Architecte, designer, artiste, scénographe, directeur artistique, enseignant, Didier Faustino est un caméléon au service du corps humain pour lutter contre l’emprise des technologies et des pouvoirs en place. Volet 1 – Les fondements d’une démarche d’avant-garde.
Depuis maintenant vingt ans, entre Paris et Lisbonne, Didier Faustino cherche à nous mettre dans la peau d’un survivant en milieu hostile, à nous surprotéger dans un volume clos, ou encore à nous offrir des objets pour naviguer entre ces deux environnements.
Une architecture homéopathique
Tout a commencé avec son diplôme d’architecture «Body Building» – couverture du #245 d’art press (avril 1999) – dont l’image choc, dans un plan sans visage, représente un homme adepte du culturisme. Au milieu, sur le corps, en capitales blanches sans empattement, le mot «building», avec en son centre, dans un corps plus petit, en noir, le mot «body» et autour, comme une nomenclature, une myriade de mots-clés.

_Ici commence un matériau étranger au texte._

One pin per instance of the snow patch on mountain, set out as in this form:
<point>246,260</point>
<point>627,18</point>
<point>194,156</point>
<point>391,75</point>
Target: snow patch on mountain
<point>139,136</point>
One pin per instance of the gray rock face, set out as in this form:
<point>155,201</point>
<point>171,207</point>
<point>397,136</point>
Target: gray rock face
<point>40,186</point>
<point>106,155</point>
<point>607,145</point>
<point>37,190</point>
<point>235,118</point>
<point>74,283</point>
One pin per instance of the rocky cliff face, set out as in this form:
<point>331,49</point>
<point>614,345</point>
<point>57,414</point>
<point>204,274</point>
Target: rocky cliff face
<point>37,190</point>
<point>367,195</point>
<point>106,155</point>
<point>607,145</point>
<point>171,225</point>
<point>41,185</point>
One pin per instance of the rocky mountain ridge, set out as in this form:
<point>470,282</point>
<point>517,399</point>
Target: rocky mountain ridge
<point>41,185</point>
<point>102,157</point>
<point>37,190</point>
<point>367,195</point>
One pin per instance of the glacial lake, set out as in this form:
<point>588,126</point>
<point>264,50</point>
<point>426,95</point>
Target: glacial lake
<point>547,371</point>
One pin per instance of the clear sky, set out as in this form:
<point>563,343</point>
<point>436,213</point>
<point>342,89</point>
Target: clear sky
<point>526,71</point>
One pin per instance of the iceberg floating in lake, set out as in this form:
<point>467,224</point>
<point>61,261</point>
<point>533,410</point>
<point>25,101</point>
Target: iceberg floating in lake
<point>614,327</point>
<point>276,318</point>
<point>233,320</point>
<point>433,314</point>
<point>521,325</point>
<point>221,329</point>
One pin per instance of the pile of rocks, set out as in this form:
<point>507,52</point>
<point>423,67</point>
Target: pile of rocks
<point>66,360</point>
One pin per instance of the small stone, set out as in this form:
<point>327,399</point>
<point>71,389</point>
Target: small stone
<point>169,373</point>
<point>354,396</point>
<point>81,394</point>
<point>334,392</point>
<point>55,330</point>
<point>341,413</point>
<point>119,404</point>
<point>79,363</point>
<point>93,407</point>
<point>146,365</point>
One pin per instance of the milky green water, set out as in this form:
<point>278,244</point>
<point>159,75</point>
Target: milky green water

Tout est formulé dans cette image-concept. Le rapport texte-image incarne à merveille son obsession : corps vs machine. Comment est-il possible d’envisager la résistance dans un monde dystopique ? Les architectes et/ou les artistes peuvent-ils dessiner des espaces, des objets ou des actions susceptibles de contrer l’évolution machinique de l’espèce humaine ?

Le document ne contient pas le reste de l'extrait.